Bu sırada Albanita diyor ki; "1453'te büyük savaş yapılırken; Rumlar ellerindeki çiçeklerle burada toplanmış, Konstantinopolis düşmesin diye güllerle süsledikleri Ayia Thedosia'da dua etmişler." İşte 'Gül Camii' adı buradan geliyor. Albanita sözüne devamla, "Hatta fetih tamamlandığında askerler şehre girip gülleri görünce büyük bir şaşkınlığa kapılmışlar" diyor.


Son Bizans İmparatoru XI. Konstantin, Gül Camii'nin altında yatıyor
. Surları savunurken verdiği mücadele yine kulaklarda çınlıyor.


Bir asır önce İstanbul'da 60 kadar Rum okulu varken; bugünlerde bir el parmakları kadar yok. Balat'ın kapı komşusu Fener'deki Rum Lisesi hâlâ eğitim vermeyi sürdürüyor. Genç kızların genç erkeklerin, son kral Dragases'in acı yüklenen çığlıklarına kaygısızca gülüşmeleri duyuluyor.

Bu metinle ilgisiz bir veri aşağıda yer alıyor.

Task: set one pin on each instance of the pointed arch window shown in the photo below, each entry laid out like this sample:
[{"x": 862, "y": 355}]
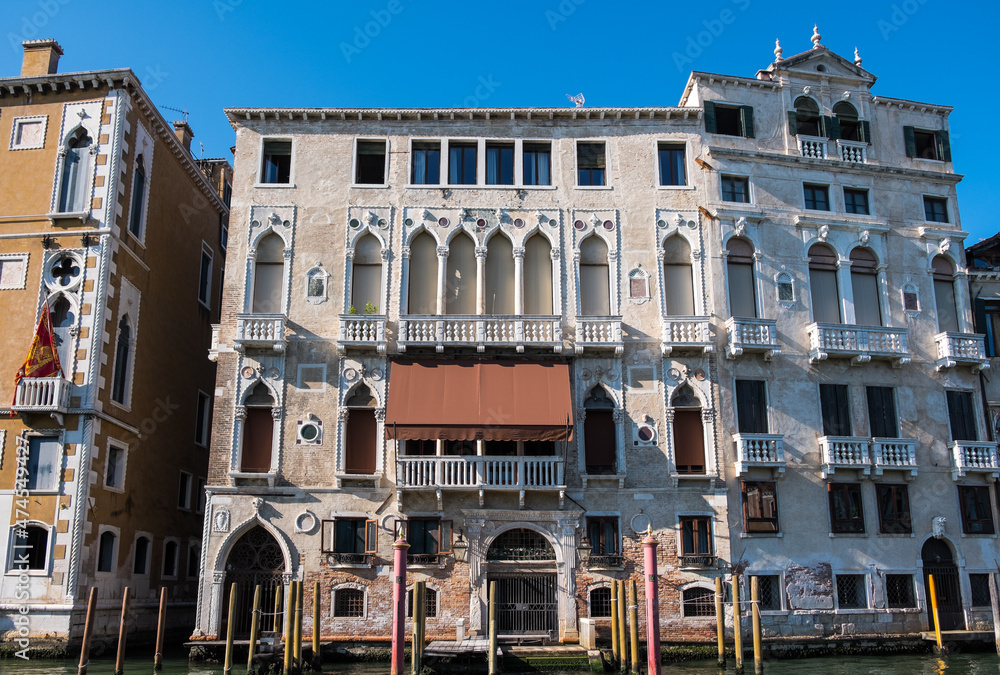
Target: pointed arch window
[
  {"x": 595, "y": 278},
  {"x": 74, "y": 185}
]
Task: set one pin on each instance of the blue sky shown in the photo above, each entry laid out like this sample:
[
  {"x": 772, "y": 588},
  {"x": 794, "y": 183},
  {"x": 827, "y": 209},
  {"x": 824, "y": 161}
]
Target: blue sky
[{"x": 206, "y": 55}]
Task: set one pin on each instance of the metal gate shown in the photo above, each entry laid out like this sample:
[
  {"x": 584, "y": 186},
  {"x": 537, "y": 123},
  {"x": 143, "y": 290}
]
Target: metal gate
[{"x": 526, "y": 604}]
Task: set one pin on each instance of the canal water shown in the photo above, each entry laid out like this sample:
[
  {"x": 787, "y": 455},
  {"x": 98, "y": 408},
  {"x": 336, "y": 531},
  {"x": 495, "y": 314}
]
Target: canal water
[{"x": 956, "y": 664}]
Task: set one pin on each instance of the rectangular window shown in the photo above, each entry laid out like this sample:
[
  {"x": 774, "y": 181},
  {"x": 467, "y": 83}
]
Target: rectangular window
[
  {"x": 696, "y": 535},
  {"x": 977, "y": 511},
  {"x": 736, "y": 189},
  {"x": 936, "y": 209},
  {"x": 426, "y": 166},
  {"x": 184, "y": 491},
  {"x": 603, "y": 535},
  {"x": 276, "y": 165},
  {"x": 114, "y": 473},
  {"x": 205, "y": 278},
  {"x": 370, "y": 164},
  {"x": 961, "y": 414},
  {"x": 836, "y": 409},
  {"x": 43, "y": 463},
  {"x": 751, "y": 406},
  {"x": 846, "y": 512},
  {"x": 899, "y": 591},
  {"x": 851, "y": 592},
  {"x": 462, "y": 163},
  {"x": 499, "y": 163},
  {"x": 760, "y": 507},
  {"x": 856, "y": 201},
  {"x": 817, "y": 197},
  {"x": 882, "y": 420},
  {"x": 537, "y": 163},
  {"x": 590, "y": 164},
  {"x": 672, "y": 171},
  {"x": 893, "y": 508},
  {"x": 201, "y": 425}
]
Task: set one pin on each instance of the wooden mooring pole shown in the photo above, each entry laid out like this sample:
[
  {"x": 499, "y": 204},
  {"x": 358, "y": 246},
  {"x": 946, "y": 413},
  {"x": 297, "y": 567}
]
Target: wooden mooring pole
[
  {"x": 88, "y": 627},
  {"x": 122, "y": 633}
]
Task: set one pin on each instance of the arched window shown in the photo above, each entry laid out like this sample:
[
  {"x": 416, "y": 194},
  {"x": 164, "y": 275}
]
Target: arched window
[
  {"x": 537, "y": 286},
  {"x": 460, "y": 281},
  {"x": 600, "y": 436},
  {"x": 140, "y": 563},
  {"x": 422, "y": 285},
  {"x": 595, "y": 279},
  {"x": 138, "y": 197},
  {"x": 944, "y": 294},
  {"x": 258, "y": 431},
  {"x": 864, "y": 282},
  {"x": 123, "y": 353},
  {"x": 361, "y": 435},
  {"x": 847, "y": 116},
  {"x": 678, "y": 279},
  {"x": 106, "y": 552},
  {"x": 499, "y": 276},
  {"x": 739, "y": 265},
  {"x": 74, "y": 187},
  {"x": 689, "y": 432},
  {"x": 366, "y": 282},
  {"x": 806, "y": 117},
  {"x": 823, "y": 284},
  {"x": 269, "y": 276}
]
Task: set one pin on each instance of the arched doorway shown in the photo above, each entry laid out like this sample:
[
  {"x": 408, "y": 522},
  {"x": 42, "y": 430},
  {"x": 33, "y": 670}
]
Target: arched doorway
[
  {"x": 255, "y": 559},
  {"x": 940, "y": 561},
  {"x": 522, "y": 562}
]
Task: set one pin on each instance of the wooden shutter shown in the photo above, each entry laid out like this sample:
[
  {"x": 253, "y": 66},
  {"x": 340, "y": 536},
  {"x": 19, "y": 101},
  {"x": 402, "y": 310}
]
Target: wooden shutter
[
  {"x": 963, "y": 422},
  {"x": 710, "y": 125},
  {"x": 746, "y": 120},
  {"x": 911, "y": 142},
  {"x": 751, "y": 406}
]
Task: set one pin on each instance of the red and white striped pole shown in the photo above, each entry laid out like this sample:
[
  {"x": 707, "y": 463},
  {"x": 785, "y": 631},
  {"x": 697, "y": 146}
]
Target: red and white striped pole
[
  {"x": 652, "y": 604},
  {"x": 398, "y": 604}
]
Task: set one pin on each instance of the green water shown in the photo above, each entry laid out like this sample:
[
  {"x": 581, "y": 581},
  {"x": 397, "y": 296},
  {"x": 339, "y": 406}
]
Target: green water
[{"x": 956, "y": 664}]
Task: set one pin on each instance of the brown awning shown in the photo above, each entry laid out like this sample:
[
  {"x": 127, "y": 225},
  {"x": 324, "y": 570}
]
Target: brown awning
[{"x": 467, "y": 400}]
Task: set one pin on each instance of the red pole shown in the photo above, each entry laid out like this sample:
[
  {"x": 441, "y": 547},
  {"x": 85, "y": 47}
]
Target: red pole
[
  {"x": 398, "y": 604},
  {"x": 652, "y": 605}
]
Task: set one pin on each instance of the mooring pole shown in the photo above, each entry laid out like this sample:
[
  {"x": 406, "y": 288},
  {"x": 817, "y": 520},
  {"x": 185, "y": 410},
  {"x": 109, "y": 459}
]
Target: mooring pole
[
  {"x": 122, "y": 633},
  {"x": 720, "y": 623},
  {"x": 652, "y": 604},
  {"x": 88, "y": 627},
  {"x": 399, "y": 548}
]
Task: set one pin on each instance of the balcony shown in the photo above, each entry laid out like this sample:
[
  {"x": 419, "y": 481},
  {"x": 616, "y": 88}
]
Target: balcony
[
  {"x": 260, "y": 331},
  {"x": 42, "y": 395},
  {"x": 894, "y": 453},
  {"x": 961, "y": 348},
  {"x": 480, "y": 332},
  {"x": 362, "y": 332},
  {"x": 686, "y": 333},
  {"x": 974, "y": 457},
  {"x": 845, "y": 452},
  {"x": 859, "y": 343},
  {"x": 604, "y": 332},
  {"x": 752, "y": 335},
  {"x": 759, "y": 451}
]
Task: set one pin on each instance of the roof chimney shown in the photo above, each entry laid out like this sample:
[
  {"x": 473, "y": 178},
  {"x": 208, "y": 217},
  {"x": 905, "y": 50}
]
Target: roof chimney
[
  {"x": 184, "y": 134},
  {"x": 41, "y": 57}
]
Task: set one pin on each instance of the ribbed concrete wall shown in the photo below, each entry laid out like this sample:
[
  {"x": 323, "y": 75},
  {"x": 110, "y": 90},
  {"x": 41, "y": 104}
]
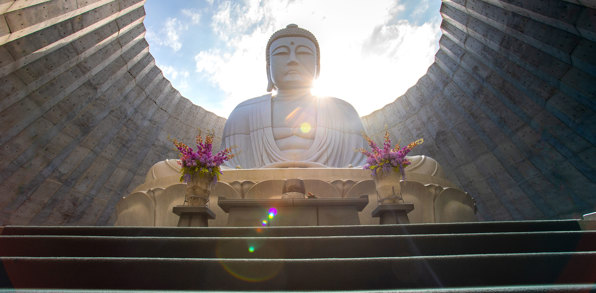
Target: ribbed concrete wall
[
  {"x": 508, "y": 107},
  {"x": 84, "y": 111}
]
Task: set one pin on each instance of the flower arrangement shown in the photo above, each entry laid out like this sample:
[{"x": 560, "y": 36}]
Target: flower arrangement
[
  {"x": 387, "y": 158},
  {"x": 202, "y": 161}
]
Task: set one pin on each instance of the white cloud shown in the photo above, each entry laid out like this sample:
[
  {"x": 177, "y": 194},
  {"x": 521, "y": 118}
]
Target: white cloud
[
  {"x": 194, "y": 16},
  {"x": 365, "y": 53},
  {"x": 178, "y": 78},
  {"x": 168, "y": 35}
]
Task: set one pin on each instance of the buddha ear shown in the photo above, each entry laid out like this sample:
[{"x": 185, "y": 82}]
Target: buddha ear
[{"x": 270, "y": 85}]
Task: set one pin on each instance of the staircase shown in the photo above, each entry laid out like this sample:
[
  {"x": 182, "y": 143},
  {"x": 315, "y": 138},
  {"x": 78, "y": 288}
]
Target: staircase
[{"x": 529, "y": 256}]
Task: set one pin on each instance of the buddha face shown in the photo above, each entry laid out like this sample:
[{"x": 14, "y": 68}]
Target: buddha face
[{"x": 293, "y": 62}]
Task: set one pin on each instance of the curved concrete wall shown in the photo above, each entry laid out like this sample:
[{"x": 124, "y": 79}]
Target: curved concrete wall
[
  {"x": 507, "y": 108},
  {"x": 84, "y": 111}
]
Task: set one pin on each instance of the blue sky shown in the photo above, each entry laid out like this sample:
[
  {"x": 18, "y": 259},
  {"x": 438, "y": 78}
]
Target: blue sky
[{"x": 213, "y": 51}]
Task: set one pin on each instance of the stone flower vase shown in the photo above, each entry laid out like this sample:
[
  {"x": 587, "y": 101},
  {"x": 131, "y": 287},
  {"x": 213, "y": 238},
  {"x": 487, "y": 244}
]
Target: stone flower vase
[
  {"x": 389, "y": 185},
  {"x": 198, "y": 190}
]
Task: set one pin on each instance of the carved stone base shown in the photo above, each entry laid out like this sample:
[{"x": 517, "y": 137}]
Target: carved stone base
[
  {"x": 293, "y": 212},
  {"x": 193, "y": 216},
  {"x": 393, "y": 213}
]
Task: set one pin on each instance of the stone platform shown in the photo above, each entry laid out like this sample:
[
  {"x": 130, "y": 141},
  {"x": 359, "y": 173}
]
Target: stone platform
[
  {"x": 293, "y": 211},
  {"x": 435, "y": 199}
]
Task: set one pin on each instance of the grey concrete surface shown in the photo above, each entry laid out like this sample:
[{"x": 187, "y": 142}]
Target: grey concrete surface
[{"x": 508, "y": 108}]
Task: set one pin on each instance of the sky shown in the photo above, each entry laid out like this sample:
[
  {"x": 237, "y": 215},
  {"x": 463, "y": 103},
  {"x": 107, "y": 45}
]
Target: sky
[{"x": 213, "y": 51}]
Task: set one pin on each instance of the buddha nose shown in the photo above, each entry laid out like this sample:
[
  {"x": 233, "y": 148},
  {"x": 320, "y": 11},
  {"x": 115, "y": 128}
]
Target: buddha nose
[{"x": 292, "y": 58}]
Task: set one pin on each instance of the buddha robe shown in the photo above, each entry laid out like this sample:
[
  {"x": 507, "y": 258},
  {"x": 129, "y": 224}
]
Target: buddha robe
[{"x": 338, "y": 133}]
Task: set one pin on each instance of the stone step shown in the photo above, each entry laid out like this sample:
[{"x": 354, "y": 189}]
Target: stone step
[
  {"x": 555, "y": 256},
  {"x": 297, "y": 247},
  {"x": 519, "y": 269},
  {"x": 565, "y": 288},
  {"x": 443, "y": 228}
]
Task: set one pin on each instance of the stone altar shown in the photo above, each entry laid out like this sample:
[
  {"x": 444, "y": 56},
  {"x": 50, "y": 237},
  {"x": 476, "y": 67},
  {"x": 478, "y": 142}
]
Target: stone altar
[{"x": 294, "y": 135}]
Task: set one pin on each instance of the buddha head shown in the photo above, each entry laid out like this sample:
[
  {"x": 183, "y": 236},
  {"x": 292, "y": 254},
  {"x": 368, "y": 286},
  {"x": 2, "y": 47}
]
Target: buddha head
[{"x": 293, "y": 58}]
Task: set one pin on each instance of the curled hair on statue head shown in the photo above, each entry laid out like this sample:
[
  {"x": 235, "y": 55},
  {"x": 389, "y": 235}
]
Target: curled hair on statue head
[{"x": 291, "y": 30}]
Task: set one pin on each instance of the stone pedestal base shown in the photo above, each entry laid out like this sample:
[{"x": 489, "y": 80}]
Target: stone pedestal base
[
  {"x": 393, "y": 213},
  {"x": 193, "y": 216},
  {"x": 293, "y": 211}
]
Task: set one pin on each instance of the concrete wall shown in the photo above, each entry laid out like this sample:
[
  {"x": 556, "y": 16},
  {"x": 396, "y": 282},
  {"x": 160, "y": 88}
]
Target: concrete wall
[
  {"x": 508, "y": 108},
  {"x": 84, "y": 111}
]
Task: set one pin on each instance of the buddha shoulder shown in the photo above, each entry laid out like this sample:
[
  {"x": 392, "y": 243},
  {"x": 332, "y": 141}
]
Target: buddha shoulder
[{"x": 237, "y": 121}]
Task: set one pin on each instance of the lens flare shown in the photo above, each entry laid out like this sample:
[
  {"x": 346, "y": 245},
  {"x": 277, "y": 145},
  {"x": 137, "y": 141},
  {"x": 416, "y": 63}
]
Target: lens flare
[{"x": 305, "y": 127}]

Biraz gerideki Rum Patrikhanesi'nin kapalı tutulan 'ana giriş' kapısı siyahlar içinde matem çağrıştırıyor. "Boşuna değil" diyor Albanita, "1821'de Mora Yarımadası'ndaki isyanlardan V. Gregorios sorumlu tutuluyor ve patrik, giriş kapısında asılıyor. Burası matem kapısı olarak kalıyor."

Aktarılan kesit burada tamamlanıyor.